Open-Assistant
Open-Assistant copied to clipboard
multi language code competiton / challange dataset
similar to #330
Applications like codewars & leetcode give you prompts with a use case, sample data & expected results, they have this for many languages, you can also see the working results, they track the function runtime & memory usage.
What would be required:
- a prompt ("code challenge")
- test cases
- code validation
what would be Optional to measure:
- performance
Why is this useful?
language models are used to create & explain code, by giving it prompts with many working implementations we can let the assistant generate:
- high quality code
- convert one programming language to another
semi related to #279
Hi are you proposing to actually hold a competiton, or scrape data from a competition?
@extreme4all we will just seed our model from pretrain language model from codefor this and see the result. Do you have any suggestion for existing public dataset?
Hi are you proposing to actually hold a competiton, or scrape data from a competition?
both, maintaining our own dataset would probably have the highest quality for the purposes of the project. initially questions & solutions can be scraped from competitions, but do they allow us to do this
@extreme4all we will just seed our model from pretrain language model from codefor this and see the result. Do you have any suggestion for existing public dataset?
i don't know of any public dataset, what is codefor?
@theblackcat102 i found this dataset: https://github.com/codereport/LeetCode
Also this one looks promisisng. https://huggingface.co/datasets/bigscience/xP3/tree/main/code
@extreme4all would you want to add this dataset into our dataset in instruction->answer form. We would need to make sure the code is executable.
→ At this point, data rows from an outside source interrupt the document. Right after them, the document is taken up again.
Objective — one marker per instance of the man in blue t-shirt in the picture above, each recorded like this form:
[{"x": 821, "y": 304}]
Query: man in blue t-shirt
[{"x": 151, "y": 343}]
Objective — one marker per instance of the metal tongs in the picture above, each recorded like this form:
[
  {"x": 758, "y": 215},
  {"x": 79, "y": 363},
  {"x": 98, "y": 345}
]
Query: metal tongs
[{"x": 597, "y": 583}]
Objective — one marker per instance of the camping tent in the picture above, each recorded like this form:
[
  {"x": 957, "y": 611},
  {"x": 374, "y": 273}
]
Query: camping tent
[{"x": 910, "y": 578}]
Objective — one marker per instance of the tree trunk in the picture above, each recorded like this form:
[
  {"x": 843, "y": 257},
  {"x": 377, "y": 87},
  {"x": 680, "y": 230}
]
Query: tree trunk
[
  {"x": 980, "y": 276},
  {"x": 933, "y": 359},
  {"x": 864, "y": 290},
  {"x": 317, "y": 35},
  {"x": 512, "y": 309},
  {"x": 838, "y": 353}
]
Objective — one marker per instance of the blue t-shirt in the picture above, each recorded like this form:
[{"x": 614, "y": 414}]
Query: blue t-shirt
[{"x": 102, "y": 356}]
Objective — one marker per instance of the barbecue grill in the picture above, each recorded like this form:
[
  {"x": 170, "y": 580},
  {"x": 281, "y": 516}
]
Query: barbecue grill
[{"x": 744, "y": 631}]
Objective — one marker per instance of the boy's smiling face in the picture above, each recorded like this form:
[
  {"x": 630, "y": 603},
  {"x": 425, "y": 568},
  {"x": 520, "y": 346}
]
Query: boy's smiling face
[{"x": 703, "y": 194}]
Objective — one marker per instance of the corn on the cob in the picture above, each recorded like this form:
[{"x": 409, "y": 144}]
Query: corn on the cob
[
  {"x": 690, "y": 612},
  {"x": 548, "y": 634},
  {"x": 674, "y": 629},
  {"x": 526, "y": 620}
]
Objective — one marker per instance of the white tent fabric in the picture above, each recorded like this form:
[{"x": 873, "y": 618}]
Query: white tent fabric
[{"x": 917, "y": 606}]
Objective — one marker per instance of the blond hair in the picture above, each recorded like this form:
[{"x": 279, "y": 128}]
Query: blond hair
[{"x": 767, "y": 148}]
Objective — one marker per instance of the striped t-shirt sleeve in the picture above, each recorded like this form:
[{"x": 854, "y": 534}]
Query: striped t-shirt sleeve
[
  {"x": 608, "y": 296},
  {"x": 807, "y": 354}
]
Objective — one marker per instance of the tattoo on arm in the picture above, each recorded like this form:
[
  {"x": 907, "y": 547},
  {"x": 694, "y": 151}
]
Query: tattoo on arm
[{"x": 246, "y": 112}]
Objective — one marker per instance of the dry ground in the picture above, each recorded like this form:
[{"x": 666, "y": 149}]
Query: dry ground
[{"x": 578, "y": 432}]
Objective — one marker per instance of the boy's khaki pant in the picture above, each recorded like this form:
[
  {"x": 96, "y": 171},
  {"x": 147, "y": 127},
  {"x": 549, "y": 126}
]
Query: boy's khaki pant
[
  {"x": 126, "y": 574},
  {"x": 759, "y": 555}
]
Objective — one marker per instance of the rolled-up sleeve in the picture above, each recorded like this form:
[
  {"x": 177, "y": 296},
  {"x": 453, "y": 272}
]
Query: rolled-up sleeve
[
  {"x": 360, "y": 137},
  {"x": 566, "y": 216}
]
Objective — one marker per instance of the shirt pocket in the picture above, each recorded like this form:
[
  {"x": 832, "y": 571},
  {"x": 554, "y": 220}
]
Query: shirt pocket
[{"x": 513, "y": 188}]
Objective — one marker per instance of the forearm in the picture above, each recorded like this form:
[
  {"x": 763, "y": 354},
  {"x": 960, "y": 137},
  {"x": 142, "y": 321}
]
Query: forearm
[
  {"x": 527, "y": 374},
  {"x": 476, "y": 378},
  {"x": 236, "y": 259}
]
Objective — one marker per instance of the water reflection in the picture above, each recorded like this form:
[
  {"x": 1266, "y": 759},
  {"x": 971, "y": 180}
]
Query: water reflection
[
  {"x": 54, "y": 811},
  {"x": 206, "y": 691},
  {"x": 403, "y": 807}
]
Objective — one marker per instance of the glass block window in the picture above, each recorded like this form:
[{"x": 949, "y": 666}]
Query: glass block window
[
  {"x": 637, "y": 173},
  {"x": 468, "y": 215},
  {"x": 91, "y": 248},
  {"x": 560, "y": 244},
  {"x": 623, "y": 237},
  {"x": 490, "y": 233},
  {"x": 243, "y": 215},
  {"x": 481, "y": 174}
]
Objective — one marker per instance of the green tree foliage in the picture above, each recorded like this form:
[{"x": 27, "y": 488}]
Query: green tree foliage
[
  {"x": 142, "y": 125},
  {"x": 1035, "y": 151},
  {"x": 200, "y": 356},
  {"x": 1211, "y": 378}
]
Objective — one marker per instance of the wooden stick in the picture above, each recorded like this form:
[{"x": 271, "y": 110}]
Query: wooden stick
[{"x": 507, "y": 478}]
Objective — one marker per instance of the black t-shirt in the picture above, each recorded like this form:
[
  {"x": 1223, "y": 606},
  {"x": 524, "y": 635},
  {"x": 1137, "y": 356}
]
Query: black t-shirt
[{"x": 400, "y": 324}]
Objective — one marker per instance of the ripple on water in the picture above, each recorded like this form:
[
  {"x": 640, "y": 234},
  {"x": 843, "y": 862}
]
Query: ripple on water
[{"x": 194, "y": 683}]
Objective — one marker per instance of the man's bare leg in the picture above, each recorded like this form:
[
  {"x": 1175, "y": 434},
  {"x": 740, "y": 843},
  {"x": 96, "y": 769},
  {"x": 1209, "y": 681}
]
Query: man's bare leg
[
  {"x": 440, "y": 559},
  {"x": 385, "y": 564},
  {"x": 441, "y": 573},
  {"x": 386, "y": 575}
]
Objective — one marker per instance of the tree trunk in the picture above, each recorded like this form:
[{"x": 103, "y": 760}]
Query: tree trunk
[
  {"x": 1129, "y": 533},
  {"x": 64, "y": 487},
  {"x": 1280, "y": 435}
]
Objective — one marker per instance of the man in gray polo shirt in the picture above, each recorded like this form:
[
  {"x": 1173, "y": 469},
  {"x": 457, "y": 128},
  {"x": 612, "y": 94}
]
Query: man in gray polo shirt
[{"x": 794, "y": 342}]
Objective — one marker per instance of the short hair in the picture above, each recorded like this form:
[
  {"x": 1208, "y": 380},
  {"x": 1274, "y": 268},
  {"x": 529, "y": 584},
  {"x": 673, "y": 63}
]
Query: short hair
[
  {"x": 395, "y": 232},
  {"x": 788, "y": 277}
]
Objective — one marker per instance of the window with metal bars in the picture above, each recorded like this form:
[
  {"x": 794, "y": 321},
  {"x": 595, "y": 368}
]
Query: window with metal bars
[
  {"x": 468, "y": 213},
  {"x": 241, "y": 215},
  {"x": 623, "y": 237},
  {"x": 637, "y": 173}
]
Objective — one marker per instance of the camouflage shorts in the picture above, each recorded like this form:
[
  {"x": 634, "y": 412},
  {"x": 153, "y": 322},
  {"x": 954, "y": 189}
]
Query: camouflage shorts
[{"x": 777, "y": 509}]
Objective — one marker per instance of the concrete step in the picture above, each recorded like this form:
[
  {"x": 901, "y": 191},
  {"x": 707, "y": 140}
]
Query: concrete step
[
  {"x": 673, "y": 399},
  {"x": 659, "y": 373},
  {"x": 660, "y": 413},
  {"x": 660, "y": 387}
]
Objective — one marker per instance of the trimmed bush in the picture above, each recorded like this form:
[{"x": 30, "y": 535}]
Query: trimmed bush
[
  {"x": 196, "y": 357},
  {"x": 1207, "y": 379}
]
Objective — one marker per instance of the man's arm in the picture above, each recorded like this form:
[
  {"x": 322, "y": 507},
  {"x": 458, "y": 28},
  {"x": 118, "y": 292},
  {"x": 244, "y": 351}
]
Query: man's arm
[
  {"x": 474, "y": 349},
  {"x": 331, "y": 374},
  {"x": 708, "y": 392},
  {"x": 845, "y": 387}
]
@momegas another issue is dealing with xp3. but no one has been assigned it. Would you be interested in working on it?
Im not sure what the outcome of this issue is though. A well curated dataset uploaded to a Hugging Face repo?
@extreme4all would you want to add this dataset into our dataset in instruction->answer form. We would need to make sure the code is executable.
indeed i think it would be valuable to have such dataset in instruction -> answer form.
And indeed validating if the code is executable and meets some tests is required
i have two ideas:
- use code_contests, which was collected from codeforces/Aizu/atcoder/codechef/HackerEarth by deepmind, and was used for pretraing for alphacode, (Apache 2.0/CC BY 4.0 license)
- scrape problems from leetcode (2500+problems, includes problem description, input/output test cases and soutions implemented with different programming languages(need to parse from posts in the discussion sections))
We are now using code contest and leetcode data